In short, the 5e-29 you’re measuring here should not be seen as the (infinite) relative error of a computation returning 0, but rather as an absolute error (rather small if you consider the magnitude of all intermediate results involved).


If you want to avoid such problems with inaccurate end points in ranges, you could perhaps switch to using a LinRange (which stores both end points of the range) instead of a StepRange (which stores the start point in combination with the step size):

julia> a = LinRange(0, 100, 50)
50-element LinRange{Float64}:
 0.0,2.04082,4.08163,6.12245,8.16327,10.2041,12.2449,14.2857,16.3265,18.3673,20.4082,22.449,24.4898,26.5306,28.5714,30.6122,32.6531,34.6939,36.7347,38.7755,40.8163,42.8571,44.898,46.9388,…,53.0612,55.102,57.1429,59.1837,61.2245,63.2653,65.3061,67.3469,69.3878,71.4286,73.4694,75.5102,77.551,79.5918,81.6327,83.6735,85.7143,87.7551,89.7959,91.8367,93.8776,95.9184,97.9592,100.0

julia> b = 100.
100.0

julia> c = a .- b
50-element LinRange{Float64}:
 -100.0,-97.9592,-95.9184,-93.8776,-91.8367,-89.7959,-87.7551,-85.7143,-83.6735,-81.6327,-79.5918,-77.551,-75.5102,-73.4694,-71.4286,-69.3878,-67.3469,-65.3061,-63.2653,-61.2245,-59.1837,-57.1429,…,-40.8163,-38.7755,-36.7347,-34.6939,-32.6531,-30.6122,-28.5714,-26.5306,-24.4898,-22.449,-20.4082,-18.3673,-16.3265,-14.2857,-12.2449,-10.2041,-8.16327,-6.12245,-4.08163,-2.04082,0.0

julia> c[end]
0.0
9 Likes
5

Tank you for pointing out LinRange, I will use this in my case.

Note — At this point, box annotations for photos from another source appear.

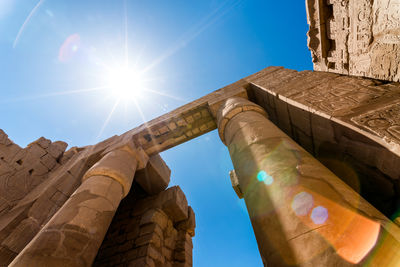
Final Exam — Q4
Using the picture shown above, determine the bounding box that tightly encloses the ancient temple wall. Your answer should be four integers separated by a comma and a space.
93, 185, 195, 267
0, 130, 195, 266
248, 68, 400, 219
306, 0, 400, 81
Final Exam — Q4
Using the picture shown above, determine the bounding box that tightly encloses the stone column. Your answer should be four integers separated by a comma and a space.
217, 98, 400, 266
10, 146, 142, 267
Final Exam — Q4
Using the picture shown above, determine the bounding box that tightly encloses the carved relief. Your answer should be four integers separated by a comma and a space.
293, 77, 391, 116
307, 0, 400, 81
351, 103, 400, 142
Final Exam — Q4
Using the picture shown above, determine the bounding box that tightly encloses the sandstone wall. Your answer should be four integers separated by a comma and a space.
246, 67, 400, 219
306, 0, 400, 81
93, 187, 195, 267
0, 130, 194, 266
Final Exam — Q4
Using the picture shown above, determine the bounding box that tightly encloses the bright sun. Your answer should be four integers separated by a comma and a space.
106, 68, 144, 100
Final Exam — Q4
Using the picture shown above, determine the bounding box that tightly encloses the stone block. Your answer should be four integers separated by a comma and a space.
28, 137, 51, 149
135, 154, 171, 195
1, 218, 40, 253
0, 246, 18, 266
176, 206, 196, 237
161, 186, 188, 222
135, 233, 161, 248
47, 141, 68, 159
40, 154, 57, 170
140, 209, 168, 229
128, 257, 156, 267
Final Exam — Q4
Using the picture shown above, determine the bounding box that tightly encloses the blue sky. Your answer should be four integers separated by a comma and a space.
0, 0, 312, 266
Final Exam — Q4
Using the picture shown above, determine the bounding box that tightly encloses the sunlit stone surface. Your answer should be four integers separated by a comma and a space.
217, 97, 400, 266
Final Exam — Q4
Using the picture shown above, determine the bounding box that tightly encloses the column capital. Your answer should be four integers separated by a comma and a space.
82, 149, 138, 197
217, 97, 268, 145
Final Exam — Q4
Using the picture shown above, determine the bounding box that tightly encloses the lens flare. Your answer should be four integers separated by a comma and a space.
292, 192, 314, 216
257, 171, 274, 185
311, 206, 328, 224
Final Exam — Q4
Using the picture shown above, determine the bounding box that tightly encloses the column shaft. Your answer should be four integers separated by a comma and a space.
218, 98, 399, 266
10, 150, 137, 267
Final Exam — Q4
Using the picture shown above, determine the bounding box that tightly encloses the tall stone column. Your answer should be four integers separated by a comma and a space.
217, 98, 400, 266
10, 146, 146, 267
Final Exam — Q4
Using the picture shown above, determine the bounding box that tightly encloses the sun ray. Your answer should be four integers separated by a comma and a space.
13, 0, 45, 48
124, 0, 129, 66
95, 99, 120, 142
0, 86, 107, 103
142, 88, 188, 103
133, 99, 161, 149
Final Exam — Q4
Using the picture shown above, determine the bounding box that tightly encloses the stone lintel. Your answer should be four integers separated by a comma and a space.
135, 154, 171, 195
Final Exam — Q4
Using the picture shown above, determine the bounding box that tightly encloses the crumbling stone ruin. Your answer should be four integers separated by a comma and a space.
0, 0, 400, 266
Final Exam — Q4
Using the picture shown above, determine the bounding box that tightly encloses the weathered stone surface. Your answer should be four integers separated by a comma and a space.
93, 185, 195, 266
135, 154, 171, 195
306, 0, 400, 81
217, 98, 400, 266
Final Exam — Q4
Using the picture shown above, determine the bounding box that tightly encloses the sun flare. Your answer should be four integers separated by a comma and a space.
106, 67, 144, 100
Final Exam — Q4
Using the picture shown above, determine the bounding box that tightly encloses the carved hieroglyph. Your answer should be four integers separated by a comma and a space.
307, 0, 400, 81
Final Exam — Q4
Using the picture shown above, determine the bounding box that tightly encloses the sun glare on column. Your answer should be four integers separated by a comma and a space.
106, 68, 144, 100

I didn’t expect this absolute error here, because letting the StepRange computing its endpoint and subtracting 100. gives the exact zero.

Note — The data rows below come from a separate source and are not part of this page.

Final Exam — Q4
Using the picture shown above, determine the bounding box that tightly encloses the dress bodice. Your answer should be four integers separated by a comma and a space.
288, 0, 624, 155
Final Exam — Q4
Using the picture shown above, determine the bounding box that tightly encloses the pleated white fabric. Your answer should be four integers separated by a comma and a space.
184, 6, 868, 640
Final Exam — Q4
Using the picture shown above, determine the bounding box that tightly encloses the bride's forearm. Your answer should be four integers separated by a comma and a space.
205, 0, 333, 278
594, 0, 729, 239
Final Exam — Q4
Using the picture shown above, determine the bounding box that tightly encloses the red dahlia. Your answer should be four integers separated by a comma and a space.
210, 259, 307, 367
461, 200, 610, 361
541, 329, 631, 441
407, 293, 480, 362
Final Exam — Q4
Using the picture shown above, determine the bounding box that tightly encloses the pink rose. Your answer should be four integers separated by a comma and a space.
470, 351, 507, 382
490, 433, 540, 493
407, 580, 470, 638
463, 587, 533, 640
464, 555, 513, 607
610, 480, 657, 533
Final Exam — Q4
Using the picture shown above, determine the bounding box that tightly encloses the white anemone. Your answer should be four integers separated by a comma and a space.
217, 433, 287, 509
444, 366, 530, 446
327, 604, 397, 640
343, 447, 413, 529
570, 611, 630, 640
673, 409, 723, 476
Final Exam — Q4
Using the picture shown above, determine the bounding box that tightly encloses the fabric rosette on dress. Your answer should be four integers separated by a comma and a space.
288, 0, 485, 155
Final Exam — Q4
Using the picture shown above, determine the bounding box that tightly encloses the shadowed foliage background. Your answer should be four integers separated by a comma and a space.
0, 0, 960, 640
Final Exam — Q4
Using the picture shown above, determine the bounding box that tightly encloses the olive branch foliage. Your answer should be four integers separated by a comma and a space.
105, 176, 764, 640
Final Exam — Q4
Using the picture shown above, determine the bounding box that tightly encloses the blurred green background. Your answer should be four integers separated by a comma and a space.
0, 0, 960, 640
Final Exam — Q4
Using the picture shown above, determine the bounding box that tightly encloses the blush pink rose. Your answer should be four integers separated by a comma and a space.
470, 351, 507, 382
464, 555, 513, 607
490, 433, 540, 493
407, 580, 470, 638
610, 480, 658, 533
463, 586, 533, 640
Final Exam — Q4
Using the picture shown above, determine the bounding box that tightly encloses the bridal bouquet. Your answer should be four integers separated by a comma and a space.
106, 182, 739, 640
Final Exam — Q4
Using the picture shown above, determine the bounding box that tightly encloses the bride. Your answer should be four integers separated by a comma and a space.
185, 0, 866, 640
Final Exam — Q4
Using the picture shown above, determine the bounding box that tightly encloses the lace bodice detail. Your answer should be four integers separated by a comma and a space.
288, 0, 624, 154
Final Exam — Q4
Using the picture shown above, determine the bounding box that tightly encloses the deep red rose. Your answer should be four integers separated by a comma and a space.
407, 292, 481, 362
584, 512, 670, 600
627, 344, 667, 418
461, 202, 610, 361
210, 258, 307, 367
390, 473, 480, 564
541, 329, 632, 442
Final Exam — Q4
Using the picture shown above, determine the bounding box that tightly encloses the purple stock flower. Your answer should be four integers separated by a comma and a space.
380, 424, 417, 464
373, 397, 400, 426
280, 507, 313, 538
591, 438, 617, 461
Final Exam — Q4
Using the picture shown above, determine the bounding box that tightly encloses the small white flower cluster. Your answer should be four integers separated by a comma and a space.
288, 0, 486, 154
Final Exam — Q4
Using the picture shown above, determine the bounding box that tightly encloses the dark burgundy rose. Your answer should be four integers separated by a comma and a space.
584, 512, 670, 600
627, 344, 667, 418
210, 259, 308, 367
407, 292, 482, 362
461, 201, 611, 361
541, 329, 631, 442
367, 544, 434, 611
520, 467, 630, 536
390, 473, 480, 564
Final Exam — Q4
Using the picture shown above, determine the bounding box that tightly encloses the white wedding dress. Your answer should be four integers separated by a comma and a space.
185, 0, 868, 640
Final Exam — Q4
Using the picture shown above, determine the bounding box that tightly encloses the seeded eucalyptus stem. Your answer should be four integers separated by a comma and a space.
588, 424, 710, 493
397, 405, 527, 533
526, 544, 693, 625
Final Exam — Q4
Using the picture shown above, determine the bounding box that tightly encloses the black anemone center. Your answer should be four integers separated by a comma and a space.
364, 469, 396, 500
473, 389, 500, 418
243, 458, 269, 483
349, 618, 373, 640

julia> a = range(1, 100, length=50)
1.0:2.020408163265306:100.0

julia> a[end] - 100.
0.0
6

Yes. Let me try to explain: computing a[end] produces the exact same absolute error of 5\times 10^{-29}, i.e. the result computed by the last instruction would be approximately 100 - 5\times10^{-29}. But then this result is rounded to the nearest representable FP number. Which is 100 in this case:

  • 100 is itself representable as a FP number (we know that not-too-large integers are always representable), and
  • the two neighbouring representable FP numbers (given by prevfloat(100.) and nextfloat(100.)) are approximately 100 \mp 1.4\times 10^{-14}.

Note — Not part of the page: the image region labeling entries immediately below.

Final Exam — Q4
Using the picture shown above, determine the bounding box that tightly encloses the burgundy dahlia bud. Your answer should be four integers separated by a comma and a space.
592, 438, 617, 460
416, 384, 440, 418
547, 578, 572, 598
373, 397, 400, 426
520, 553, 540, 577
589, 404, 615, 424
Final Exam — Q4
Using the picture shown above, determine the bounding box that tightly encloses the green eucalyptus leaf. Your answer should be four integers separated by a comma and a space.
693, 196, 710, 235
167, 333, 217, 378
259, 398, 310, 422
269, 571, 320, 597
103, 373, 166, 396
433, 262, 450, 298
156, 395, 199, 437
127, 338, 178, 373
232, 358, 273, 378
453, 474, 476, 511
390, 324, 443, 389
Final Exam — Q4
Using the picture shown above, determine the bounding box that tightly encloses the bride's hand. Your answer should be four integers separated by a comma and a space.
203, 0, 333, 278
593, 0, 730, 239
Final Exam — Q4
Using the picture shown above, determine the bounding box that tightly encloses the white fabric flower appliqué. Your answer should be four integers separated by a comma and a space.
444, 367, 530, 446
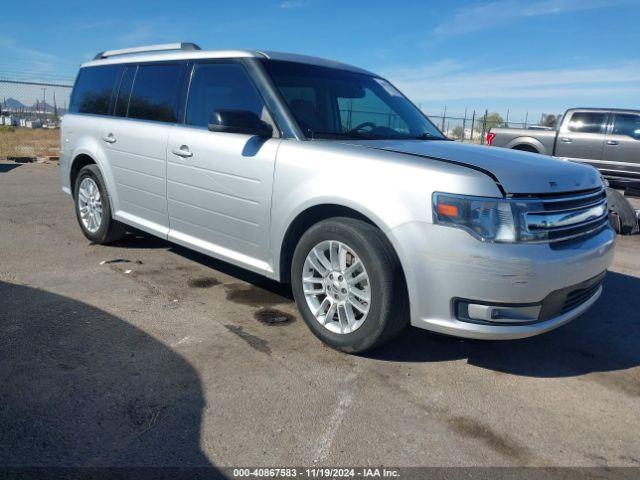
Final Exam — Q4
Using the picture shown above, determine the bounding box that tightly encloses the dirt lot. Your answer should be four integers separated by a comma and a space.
0, 126, 60, 159
0, 164, 640, 466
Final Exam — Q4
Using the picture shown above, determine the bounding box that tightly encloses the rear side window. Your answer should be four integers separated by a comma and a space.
69, 65, 122, 115
611, 113, 640, 140
568, 112, 607, 133
128, 64, 182, 123
114, 65, 137, 117
186, 63, 266, 127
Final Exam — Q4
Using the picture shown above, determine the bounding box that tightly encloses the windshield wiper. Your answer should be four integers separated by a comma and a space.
409, 132, 448, 140
307, 128, 369, 140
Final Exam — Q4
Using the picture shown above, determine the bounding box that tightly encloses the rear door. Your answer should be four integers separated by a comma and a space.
554, 110, 609, 167
102, 63, 186, 237
167, 60, 280, 273
600, 112, 640, 178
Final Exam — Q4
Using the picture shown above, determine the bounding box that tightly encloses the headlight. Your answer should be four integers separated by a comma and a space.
433, 193, 518, 243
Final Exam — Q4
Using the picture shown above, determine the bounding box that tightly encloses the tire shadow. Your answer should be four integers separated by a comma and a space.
0, 282, 222, 472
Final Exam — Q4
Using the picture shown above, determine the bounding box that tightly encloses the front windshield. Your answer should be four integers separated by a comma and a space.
264, 61, 444, 140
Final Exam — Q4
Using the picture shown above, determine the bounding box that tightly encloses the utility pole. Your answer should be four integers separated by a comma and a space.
42, 87, 47, 120
470, 110, 476, 141
53, 90, 58, 122
462, 108, 467, 142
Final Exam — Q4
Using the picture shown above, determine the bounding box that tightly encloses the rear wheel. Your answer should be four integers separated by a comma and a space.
73, 165, 126, 244
291, 218, 408, 353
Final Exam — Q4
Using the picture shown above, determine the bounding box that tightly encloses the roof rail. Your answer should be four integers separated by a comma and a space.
93, 42, 202, 60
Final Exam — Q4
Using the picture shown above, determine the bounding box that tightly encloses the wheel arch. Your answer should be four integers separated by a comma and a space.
69, 153, 97, 196
278, 203, 407, 292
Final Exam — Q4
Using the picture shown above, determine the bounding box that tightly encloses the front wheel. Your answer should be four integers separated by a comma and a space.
291, 218, 408, 353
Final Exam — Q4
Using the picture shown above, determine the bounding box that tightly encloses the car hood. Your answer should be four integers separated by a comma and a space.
341, 140, 602, 194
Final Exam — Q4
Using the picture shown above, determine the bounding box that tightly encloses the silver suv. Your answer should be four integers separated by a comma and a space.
60, 43, 614, 352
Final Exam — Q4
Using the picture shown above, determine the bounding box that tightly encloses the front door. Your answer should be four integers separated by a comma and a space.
600, 113, 640, 179
554, 110, 609, 167
167, 61, 280, 273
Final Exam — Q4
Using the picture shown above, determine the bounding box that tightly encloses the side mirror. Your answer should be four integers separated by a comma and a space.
209, 110, 273, 138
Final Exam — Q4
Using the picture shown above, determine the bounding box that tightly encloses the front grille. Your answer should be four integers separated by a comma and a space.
525, 188, 608, 242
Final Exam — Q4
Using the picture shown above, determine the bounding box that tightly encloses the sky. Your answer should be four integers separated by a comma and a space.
0, 0, 640, 121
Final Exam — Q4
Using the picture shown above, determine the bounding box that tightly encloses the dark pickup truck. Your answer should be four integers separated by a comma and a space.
486, 108, 640, 190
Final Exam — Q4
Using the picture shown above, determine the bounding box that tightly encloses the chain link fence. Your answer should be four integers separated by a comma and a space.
0, 77, 72, 161
0, 78, 72, 128
425, 110, 550, 144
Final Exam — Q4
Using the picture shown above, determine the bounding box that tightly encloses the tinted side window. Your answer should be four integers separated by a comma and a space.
612, 113, 640, 140
337, 88, 410, 135
186, 63, 264, 127
569, 112, 607, 133
114, 65, 137, 117
127, 64, 182, 122
69, 65, 122, 115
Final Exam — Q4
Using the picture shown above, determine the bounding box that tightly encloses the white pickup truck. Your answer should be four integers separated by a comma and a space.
487, 108, 640, 185
486, 108, 640, 233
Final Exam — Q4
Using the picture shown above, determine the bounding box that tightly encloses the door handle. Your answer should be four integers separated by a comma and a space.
171, 145, 193, 158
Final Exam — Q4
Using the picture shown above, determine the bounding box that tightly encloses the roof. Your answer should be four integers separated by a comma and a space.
81, 44, 372, 75
567, 107, 640, 113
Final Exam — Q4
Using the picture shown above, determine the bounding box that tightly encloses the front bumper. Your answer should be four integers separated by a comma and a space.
391, 222, 615, 340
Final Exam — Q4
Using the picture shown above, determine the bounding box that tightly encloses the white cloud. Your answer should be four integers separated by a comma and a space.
433, 0, 629, 37
386, 61, 640, 104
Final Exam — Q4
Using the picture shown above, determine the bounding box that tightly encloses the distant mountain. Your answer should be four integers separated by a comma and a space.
29, 102, 55, 113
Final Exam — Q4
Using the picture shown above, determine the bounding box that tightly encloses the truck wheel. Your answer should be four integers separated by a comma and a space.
73, 165, 126, 244
291, 217, 409, 353
606, 188, 638, 235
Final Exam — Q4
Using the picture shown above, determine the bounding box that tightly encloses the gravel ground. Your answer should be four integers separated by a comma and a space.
0, 163, 640, 466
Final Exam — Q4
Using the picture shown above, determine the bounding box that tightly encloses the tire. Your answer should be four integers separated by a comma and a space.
291, 217, 409, 353
73, 165, 127, 244
606, 188, 638, 235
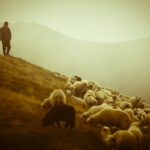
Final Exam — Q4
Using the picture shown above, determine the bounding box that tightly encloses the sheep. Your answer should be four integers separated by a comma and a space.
119, 101, 132, 110
87, 81, 97, 90
101, 126, 137, 150
64, 77, 76, 95
80, 103, 112, 119
128, 122, 143, 150
124, 108, 140, 122
134, 108, 146, 122
70, 95, 87, 108
74, 80, 88, 98
141, 114, 150, 127
130, 96, 143, 108
94, 87, 106, 104
41, 97, 52, 110
49, 89, 66, 107
83, 90, 98, 106
42, 104, 75, 129
86, 108, 132, 129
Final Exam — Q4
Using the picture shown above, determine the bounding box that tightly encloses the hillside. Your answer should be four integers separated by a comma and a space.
1, 22, 150, 100
0, 55, 104, 150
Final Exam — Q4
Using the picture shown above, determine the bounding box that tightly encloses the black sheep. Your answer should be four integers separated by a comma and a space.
43, 105, 75, 128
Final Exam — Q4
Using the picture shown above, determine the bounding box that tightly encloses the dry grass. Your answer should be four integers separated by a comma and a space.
0, 56, 107, 150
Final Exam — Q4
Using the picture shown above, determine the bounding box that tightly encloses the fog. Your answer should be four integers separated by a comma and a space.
0, 22, 150, 100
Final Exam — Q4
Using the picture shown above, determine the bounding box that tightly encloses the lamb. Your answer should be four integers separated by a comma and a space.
101, 126, 137, 150
41, 98, 52, 110
83, 90, 98, 106
134, 108, 146, 122
86, 108, 132, 129
119, 101, 132, 110
42, 105, 75, 129
74, 80, 88, 98
64, 77, 76, 95
41, 89, 66, 110
128, 122, 143, 150
141, 114, 150, 127
70, 95, 87, 108
130, 96, 143, 108
49, 89, 66, 107
124, 108, 140, 122
80, 103, 112, 119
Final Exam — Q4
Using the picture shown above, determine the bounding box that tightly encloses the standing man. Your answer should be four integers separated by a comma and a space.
0, 21, 11, 55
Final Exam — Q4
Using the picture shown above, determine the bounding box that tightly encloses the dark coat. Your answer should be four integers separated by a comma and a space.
43, 105, 75, 128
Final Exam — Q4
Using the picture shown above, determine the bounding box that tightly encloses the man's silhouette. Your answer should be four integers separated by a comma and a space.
0, 21, 11, 55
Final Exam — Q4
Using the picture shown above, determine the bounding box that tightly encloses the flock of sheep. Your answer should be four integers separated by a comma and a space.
41, 76, 150, 150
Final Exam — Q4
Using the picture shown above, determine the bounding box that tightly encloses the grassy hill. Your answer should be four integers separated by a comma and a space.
5, 22, 150, 101
0, 55, 104, 150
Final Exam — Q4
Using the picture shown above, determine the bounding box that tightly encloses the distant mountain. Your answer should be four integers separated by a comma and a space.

So the result of a[end], rounded to double precision, is exactly 100. And therefore, as you noted:

julia> a[end] - 100.
0.0

In short: because a[end] is (i) not too small and (ii) representable as a FP number, the round-off errors introduced in the computation a.ref + a.len * a.step (which happens with twice the working precision), are so small that they vanish thanks to the last round-off (which happens in double precision).

2 Likes
7

Okay, that’s it, I missed that in the first case it’s rounded and afterwards subtracted. Thank you for this insight.